Babys sollen mit intakter Nabelschnur abgetrocknet und gewärmt werden
"Unsere Ergebnisse unterstreichen, dass bei Frühgeborenen, bei denen das Abklemmen der Nabelschnur aufgeschoben wird, besonders darauf geachtet werden sollte, dass sie warm bleiben", erklärte Hauptautorin Lisa Askie von der University of Sydney. Das Baby könne dafür mit intakter Nabelschnur abgetrocknet, eingewickelt und auf die nackte Brust der Mutter unter eine Decke gelegt werden. Alternativ könne ein Wärmewagen direkt am Bett zum Einsatz kommen.

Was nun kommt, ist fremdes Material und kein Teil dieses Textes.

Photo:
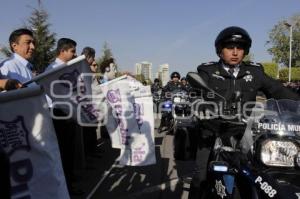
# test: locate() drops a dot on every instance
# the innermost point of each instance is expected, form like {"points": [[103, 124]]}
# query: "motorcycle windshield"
{"points": [[279, 118]]}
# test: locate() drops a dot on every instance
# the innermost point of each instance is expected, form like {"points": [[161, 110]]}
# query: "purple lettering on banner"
{"points": [[113, 96], [138, 154], [71, 77], [88, 108], [14, 135], [138, 114]]}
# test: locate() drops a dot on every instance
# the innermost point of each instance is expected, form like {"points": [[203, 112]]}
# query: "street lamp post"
{"points": [[290, 59]]}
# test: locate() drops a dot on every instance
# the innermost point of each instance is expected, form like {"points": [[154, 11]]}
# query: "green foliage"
{"points": [[44, 39], [248, 58], [279, 40], [107, 54], [284, 74], [271, 69]]}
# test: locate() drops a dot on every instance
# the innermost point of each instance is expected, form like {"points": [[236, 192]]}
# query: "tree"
{"points": [[44, 39], [271, 69], [107, 54], [248, 58], [279, 41]]}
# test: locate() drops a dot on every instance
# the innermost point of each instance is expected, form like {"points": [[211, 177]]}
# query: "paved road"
{"points": [[166, 179]]}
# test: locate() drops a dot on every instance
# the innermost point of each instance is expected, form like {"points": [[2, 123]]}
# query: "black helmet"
{"points": [[175, 74], [233, 34]]}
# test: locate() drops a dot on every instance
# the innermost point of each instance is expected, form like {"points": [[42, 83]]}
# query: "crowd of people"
{"points": [[17, 69], [227, 76]]}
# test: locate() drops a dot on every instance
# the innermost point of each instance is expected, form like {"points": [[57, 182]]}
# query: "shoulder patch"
{"points": [[254, 64], [208, 63]]}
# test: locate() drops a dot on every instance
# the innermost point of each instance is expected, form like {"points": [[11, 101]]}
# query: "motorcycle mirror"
{"points": [[196, 80]]}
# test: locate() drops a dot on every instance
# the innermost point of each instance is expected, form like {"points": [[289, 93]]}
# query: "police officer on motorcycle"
{"points": [[185, 85], [172, 85], [155, 87], [231, 76]]}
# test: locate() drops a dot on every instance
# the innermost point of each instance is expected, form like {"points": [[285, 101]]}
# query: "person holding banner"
{"points": [[65, 128], [65, 51], [17, 66], [89, 133]]}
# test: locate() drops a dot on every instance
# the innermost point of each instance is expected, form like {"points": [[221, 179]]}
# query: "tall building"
{"points": [[144, 68], [164, 74]]}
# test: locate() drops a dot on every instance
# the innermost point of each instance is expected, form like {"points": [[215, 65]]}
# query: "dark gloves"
{"points": [[12, 84]]}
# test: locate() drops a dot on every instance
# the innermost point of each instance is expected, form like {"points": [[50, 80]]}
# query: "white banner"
{"points": [[131, 125], [69, 87], [28, 136]]}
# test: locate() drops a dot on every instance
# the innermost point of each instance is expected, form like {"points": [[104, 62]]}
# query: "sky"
{"points": [[180, 33]]}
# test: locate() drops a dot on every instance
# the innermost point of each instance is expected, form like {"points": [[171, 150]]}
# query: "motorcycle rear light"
{"points": [[220, 168], [279, 153]]}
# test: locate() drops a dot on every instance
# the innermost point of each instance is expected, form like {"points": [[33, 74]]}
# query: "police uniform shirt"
{"points": [[16, 67], [249, 80], [236, 69]]}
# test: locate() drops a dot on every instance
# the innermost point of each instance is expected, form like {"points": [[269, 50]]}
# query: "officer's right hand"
{"points": [[12, 84]]}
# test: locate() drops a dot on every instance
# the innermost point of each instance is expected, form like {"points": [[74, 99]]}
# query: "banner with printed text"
{"points": [[27, 135], [131, 125], [70, 88]]}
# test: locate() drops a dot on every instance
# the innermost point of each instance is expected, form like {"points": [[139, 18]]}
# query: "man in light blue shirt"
{"points": [[17, 66]]}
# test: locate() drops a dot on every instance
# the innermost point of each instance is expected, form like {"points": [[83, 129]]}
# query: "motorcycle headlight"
{"points": [[279, 153], [177, 99]]}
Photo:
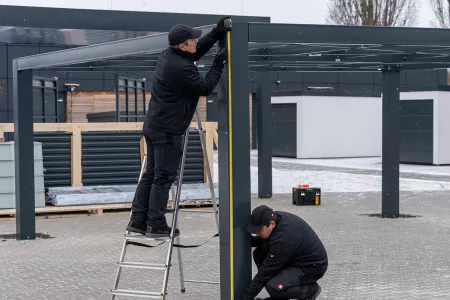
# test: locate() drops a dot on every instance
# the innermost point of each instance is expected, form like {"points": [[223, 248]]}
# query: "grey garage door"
{"points": [[284, 130]]}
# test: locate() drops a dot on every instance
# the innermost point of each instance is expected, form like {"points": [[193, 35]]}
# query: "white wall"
{"points": [[280, 11], [337, 126], [441, 113]]}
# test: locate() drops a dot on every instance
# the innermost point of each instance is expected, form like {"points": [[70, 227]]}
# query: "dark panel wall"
{"points": [[284, 130], [416, 131], [280, 81]]}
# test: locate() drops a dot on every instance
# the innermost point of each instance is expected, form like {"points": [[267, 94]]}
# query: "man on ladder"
{"points": [[177, 87]]}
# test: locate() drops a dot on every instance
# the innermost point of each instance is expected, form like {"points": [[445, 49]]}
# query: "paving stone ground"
{"points": [[370, 258]]}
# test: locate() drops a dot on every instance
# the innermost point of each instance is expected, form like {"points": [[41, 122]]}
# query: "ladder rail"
{"points": [[208, 170], [175, 215]]}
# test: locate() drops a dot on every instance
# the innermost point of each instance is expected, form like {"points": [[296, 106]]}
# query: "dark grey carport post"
{"points": [[234, 169], [24, 152], [391, 144], [264, 128]]}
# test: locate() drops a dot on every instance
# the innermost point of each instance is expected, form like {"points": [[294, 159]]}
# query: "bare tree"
{"points": [[401, 13], [441, 10]]}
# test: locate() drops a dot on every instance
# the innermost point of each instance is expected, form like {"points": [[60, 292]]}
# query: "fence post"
{"points": [[77, 172]]}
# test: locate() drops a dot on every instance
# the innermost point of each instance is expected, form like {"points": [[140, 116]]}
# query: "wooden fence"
{"points": [[77, 129]]}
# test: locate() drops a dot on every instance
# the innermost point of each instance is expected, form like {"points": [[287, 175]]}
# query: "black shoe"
{"points": [[136, 227], [316, 292], [160, 232]]}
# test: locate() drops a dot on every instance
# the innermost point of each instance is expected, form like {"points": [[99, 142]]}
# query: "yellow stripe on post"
{"points": [[230, 129]]}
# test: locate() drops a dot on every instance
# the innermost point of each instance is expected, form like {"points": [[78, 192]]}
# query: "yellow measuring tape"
{"points": [[230, 131]]}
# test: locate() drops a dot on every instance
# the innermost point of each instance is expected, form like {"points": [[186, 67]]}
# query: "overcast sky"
{"points": [[315, 11], [280, 11]]}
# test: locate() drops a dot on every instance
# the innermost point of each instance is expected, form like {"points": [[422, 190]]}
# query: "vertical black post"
{"points": [[391, 144], [24, 153], [117, 78], [234, 168], [255, 103], [264, 125]]}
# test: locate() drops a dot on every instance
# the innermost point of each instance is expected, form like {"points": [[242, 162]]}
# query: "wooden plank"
{"points": [[40, 127], [76, 167], [97, 209], [111, 126]]}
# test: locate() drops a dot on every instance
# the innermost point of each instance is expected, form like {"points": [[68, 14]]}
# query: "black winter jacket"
{"points": [[177, 86], [292, 243]]}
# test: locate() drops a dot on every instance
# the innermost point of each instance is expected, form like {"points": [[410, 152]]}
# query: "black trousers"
{"points": [[164, 152], [290, 283]]}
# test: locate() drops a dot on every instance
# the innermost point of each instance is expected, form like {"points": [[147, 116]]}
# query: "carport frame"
{"points": [[234, 159]]}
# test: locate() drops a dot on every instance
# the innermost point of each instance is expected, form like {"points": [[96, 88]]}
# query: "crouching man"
{"points": [[289, 255]]}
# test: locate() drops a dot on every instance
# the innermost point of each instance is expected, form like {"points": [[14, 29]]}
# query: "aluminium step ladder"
{"points": [[137, 239]]}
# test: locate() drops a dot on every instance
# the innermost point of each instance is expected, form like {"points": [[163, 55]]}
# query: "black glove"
{"points": [[221, 57], [220, 28]]}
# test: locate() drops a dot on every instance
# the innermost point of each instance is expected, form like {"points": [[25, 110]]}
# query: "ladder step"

In einem Kommentar zur Studie lobt Stephen Wood von der University of Calgary die Durchführung der Datenanalysen. Es handle sich um sehr sorgfältig durchgeführte Meta-Analysen. "Diese Ergebnisse werden wahrscheinlich in die Entwicklung von klinischen Leitlinien und Behandlungsempfehlungen einfließen", so Wood, der selbst nicht an der Analyse beteiligt war. Derzeit empfehlen die meisten Leitlinien eine Verzögerung von 30 bis 60 Sekunden vor dem Abklemmen der Nabelschnur. Mit den neuen Analysen sei gut nachvollziehbar gezeigt, dass 120 Sekunden Verzögerung die beste Strategie für eine Verminderung des Sterberisikos von Frühchen seien.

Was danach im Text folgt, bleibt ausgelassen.